On the role of AI, Chauhan is particularly optimistic. “While people may hesitate to ask personal finance questions to their friends or family, they don’t hesitate to ask AI, especially on a finance app. People are asking things like, ‘Should I buy a house right now?’, ‘Can I afford to quit my job?’, ‘Am I saving enough?’ AI responds directly and without judgment.”

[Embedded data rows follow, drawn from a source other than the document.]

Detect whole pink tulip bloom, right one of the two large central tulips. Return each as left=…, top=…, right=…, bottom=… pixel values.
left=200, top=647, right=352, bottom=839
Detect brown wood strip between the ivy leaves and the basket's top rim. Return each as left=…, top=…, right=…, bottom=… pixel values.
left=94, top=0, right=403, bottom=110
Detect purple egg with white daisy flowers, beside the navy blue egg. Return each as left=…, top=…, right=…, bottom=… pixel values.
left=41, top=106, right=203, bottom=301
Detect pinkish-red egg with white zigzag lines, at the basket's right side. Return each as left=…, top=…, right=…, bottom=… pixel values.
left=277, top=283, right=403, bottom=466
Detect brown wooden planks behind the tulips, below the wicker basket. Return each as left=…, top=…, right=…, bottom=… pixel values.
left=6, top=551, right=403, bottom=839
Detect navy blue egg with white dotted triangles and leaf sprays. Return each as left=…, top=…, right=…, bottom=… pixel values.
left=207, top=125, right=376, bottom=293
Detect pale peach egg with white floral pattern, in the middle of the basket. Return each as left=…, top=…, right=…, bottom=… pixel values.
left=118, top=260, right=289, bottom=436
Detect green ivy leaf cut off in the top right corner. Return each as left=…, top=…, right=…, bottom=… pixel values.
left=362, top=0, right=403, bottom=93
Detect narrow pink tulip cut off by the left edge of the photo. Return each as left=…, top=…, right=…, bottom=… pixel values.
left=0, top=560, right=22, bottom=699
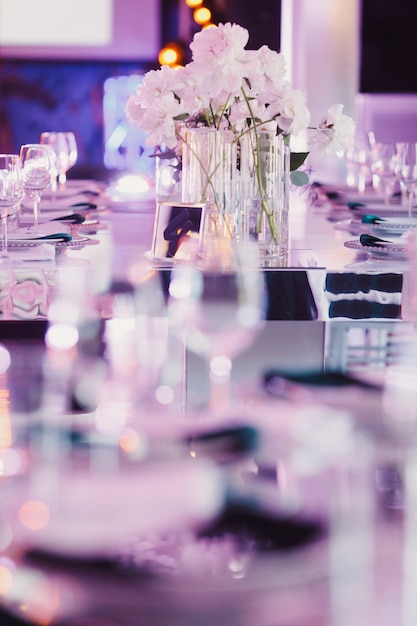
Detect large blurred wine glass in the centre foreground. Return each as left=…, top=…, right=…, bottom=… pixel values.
left=168, top=240, right=266, bottom=413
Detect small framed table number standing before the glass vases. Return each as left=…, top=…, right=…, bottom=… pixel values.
left=151, top=202, right=205, bottom=260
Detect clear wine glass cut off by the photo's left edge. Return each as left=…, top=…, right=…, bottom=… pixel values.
left=0, top=154, right=24, bottom=257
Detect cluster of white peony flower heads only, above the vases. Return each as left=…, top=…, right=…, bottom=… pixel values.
left=126, top=23, right=355, bottom=177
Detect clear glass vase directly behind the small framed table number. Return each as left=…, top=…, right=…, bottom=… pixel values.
left=181, top=126, right=238, bottom=238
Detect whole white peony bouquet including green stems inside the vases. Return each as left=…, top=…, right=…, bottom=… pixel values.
left=126, top=23, right=355, bottom=255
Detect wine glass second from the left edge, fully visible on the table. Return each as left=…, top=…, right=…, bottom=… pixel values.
left=20, top=143, right=55, bottom=233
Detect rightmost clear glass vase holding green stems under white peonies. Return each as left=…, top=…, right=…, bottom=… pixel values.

The tools are improving, but they are not yet complete. Saikrishna Musunuru, Founder and CEO of Payinstacard, identifies a critical gap: “There is no prediction layer. Most of the apps currently in the market are just tracking your money that has already been spent. There is no prediction layer; it’s not going to predict where you are likely to spend or how much you are likely to incur as an expense, and there are no controls either. So that’s the missing piece I can see.”

Marketing executive, Pune
Wanted to have a better understanding of expenses
Impact of expense tracking: Helped in taking the right investment decisions
The adviser’s view
Upasana Mondal, a Registered Investment Adviser and founder of DreamBluePrintz, works with clients across the income spectrum and begins every financial plan with a single, often uncomfortable exercise: figuring out what the client actually spends on. “It has a bigger impact than what people assume. Most people are more bothered about where to invest, what returns funds are giving, but it is all linked to how much you are spending in a month, and that will also decide how soon you can retire,” she says. She frequently encounters a revealing discrepancy: clients who estimate their monthly expenses as “somewhere between Rs.1 lakh and Rs.1.5 lakh.” That Rs.50,000 variance, when tracked over a few months, often reveals real money that can be redirected. “Once we’ve done this exercise for a few months and reviewed the expense sheets, we usually find another Rs.10,000–20,000 that can be channelled into an SIP, which is a significant amount,” he says.For clients wary of sharing banking data with third-party apps, Mondal suggests a simple alternative: track expenses manually in Excel or Google sheets. One list should cover fixed monthly costs like rent and groceries, while another captures annual expenses such as insurance premiums, school fees, birthdays, and festival shopping. Add up yearly costs, divide by 12, and save that amount monthly in a separate account or liquid fund. Once spending data is recorded, AI tools can analyse this or bank statements to generate detailed spending reports, category-wise expense breakdowns, investment-toincome ratios, and insights into personal spending habits without relying entirely on fintech apps.
The first step
Before you can plan where your money goes, you have to see where it is already going. The mechanism, whether an expense tracking app, an Excel sheet, or a bank statement fed into an AI, matters far less than the act itself.As De Gori of FPSB International puts it: “Even small adjustments in everyday expenses can create meaningful opportunities to build savings and investments through the power of consistency and compounding. Without a proper understanding of expenses, people may struggle to prepare for emergencies, achieve financial goals, or build long-term financial security.”
Knowing where the money goes is not a preliminary step to financial planning. It is the plan.